Konon mendiang Raden Wijaya (kakek Hayamwuruk) adalah satria Pajajaran yang hijrah ke Singosari untuk mengabdi kepada sang Paman Prabu Kertanegara disusul bedahnya Singosari oleh Jayakatwang dari Kediri (1292).

Dengan alasan itulah maka Dewan Agung Kerajaan yang disebut Batara Saptaprabu sangat mendukung rencana pernikahan sang sinuwun.

NAMUN agaknya ada sedikit kelalaian dalam proses timbang menimbang pernikahan itu, yakni sang Mahapatih Gajahmada merasa tidak pernah dimintai pendapatnya.

Padahal sudah sejak zaman Prabu Tribuana Tunggadewi,  Patih Gajahmada diberikan kewenangan penuh untuk melaksanakan program Kesatuan Nuswantara.

Pada waktu itu satu-satunya kerajaan di Pulau Jawa yang belum menyatakan tunduk kepada kekuasaan Majapahit hanyalah Pajajaran. Tentu ini merupakan kesempatan yang bagus untuk menanting pengakuan itu, pikirnya.

Dalam pada itu Dyah Wiyat selaku Bibi Prabu Hayamwuruk dan sekaligus sebagai anggota Batara Saptaprabu juga jarang hadir dalam pertemuan.

Mungkinkah ada benang merah antara kekecawaan suami Dyah Wiyat dengan tragedi perang Bubat? Sejauh ini belum ada sumber yang menguatkan hal tersebut.

Tapi menurut Analisa penulis tidak ada yang tak mungkin dalam politik. Bukankah ada semacam sindiran lama dari India yang mengatakan bahwa: musuhnya musuhku  adalah teman baikku - Your enemy is my best friend (Kautilya Canakya, Artha Sastra,th. 301M^).

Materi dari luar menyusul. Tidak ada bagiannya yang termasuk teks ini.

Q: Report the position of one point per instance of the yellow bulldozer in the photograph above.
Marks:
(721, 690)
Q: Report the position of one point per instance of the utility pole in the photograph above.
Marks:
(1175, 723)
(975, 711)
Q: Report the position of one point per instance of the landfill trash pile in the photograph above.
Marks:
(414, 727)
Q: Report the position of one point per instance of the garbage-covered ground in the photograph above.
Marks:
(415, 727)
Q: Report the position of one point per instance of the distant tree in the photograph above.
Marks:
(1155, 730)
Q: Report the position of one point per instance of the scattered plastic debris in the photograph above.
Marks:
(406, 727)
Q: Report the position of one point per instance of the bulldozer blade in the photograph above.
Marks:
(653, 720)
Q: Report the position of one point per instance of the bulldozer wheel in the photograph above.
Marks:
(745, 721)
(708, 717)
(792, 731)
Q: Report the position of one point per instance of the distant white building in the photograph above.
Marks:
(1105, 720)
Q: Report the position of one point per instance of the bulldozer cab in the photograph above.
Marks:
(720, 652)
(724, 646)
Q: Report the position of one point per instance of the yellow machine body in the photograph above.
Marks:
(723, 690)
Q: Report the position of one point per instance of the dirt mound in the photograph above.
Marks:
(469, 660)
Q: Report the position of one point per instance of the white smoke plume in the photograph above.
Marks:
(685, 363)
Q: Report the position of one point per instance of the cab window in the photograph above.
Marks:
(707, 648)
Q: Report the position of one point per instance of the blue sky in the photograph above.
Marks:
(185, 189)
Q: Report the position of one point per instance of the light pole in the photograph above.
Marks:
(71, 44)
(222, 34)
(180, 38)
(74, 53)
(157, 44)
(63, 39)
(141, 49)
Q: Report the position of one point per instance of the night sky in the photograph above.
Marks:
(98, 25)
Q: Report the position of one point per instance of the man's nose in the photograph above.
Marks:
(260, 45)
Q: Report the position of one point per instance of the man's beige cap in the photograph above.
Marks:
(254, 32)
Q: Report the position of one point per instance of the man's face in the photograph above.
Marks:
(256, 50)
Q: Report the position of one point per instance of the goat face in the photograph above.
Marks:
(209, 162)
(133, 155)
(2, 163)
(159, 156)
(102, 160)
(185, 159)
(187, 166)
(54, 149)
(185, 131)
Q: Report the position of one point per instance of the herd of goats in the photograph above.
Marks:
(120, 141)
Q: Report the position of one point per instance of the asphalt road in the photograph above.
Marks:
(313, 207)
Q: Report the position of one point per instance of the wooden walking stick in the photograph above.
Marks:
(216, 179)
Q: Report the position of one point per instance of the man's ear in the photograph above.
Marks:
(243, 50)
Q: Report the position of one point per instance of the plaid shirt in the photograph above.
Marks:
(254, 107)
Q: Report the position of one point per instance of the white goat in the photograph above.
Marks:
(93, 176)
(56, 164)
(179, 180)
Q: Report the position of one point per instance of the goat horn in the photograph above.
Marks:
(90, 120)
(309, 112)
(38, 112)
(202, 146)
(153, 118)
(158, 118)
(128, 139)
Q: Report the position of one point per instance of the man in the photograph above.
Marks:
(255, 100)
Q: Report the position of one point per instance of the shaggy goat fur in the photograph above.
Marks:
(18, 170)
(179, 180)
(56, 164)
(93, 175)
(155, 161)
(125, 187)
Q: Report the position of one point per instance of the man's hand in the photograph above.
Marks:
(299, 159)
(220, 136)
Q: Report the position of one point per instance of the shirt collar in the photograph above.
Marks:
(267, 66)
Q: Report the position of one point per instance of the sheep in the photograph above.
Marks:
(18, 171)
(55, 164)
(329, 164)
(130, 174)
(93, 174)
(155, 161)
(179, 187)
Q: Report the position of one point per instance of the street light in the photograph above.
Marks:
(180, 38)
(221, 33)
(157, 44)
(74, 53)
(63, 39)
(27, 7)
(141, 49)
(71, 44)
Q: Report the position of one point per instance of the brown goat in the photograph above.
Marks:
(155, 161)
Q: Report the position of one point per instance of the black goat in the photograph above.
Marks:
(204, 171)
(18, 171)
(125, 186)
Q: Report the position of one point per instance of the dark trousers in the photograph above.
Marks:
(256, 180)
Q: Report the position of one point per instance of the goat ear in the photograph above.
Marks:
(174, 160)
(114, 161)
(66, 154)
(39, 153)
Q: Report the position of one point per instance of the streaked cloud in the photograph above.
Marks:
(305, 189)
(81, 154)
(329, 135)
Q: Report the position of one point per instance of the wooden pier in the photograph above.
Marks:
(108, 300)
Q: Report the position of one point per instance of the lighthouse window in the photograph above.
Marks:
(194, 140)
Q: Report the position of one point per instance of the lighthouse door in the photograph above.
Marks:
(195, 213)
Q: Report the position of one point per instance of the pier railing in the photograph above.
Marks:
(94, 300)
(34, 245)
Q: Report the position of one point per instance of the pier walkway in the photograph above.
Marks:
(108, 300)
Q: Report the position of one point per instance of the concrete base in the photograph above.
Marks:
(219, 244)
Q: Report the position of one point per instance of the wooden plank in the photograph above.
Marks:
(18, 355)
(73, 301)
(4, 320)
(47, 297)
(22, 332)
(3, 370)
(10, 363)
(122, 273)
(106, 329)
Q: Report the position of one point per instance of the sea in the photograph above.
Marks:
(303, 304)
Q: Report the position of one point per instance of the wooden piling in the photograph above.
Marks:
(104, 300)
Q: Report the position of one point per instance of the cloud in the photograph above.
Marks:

Lagi pula mana mungkin Patih Gajahmada berani berbuat sekejam itu terhadap calon mertua dan istri raja beserta para prajurit dari pasundan? Rasanya hal itu tak masuk akal kecuali apabila ada benteng kuat di belakangnya.

Yang jelas setelah tragedi Perang Bubat (1357) yang menewaskan semua pasukan Pajajaran termasuk sang Prabu Lingga Buana dan putrinya Dyah Pitaloka yang bunuh diri, maka keakraban Prabu Hayamwuruk dengan Gajahmada menjadi renggang.

Gajahmada disidang oleh seluruh keluarga kerajaan, dimintai pertanggungjawaban oleh Batara Saptaprabu. Dan sebagai reaksinya Mahapatih yang sakti itupun menyatakan cuti panjang dan ingin mencari ketenangan di desa.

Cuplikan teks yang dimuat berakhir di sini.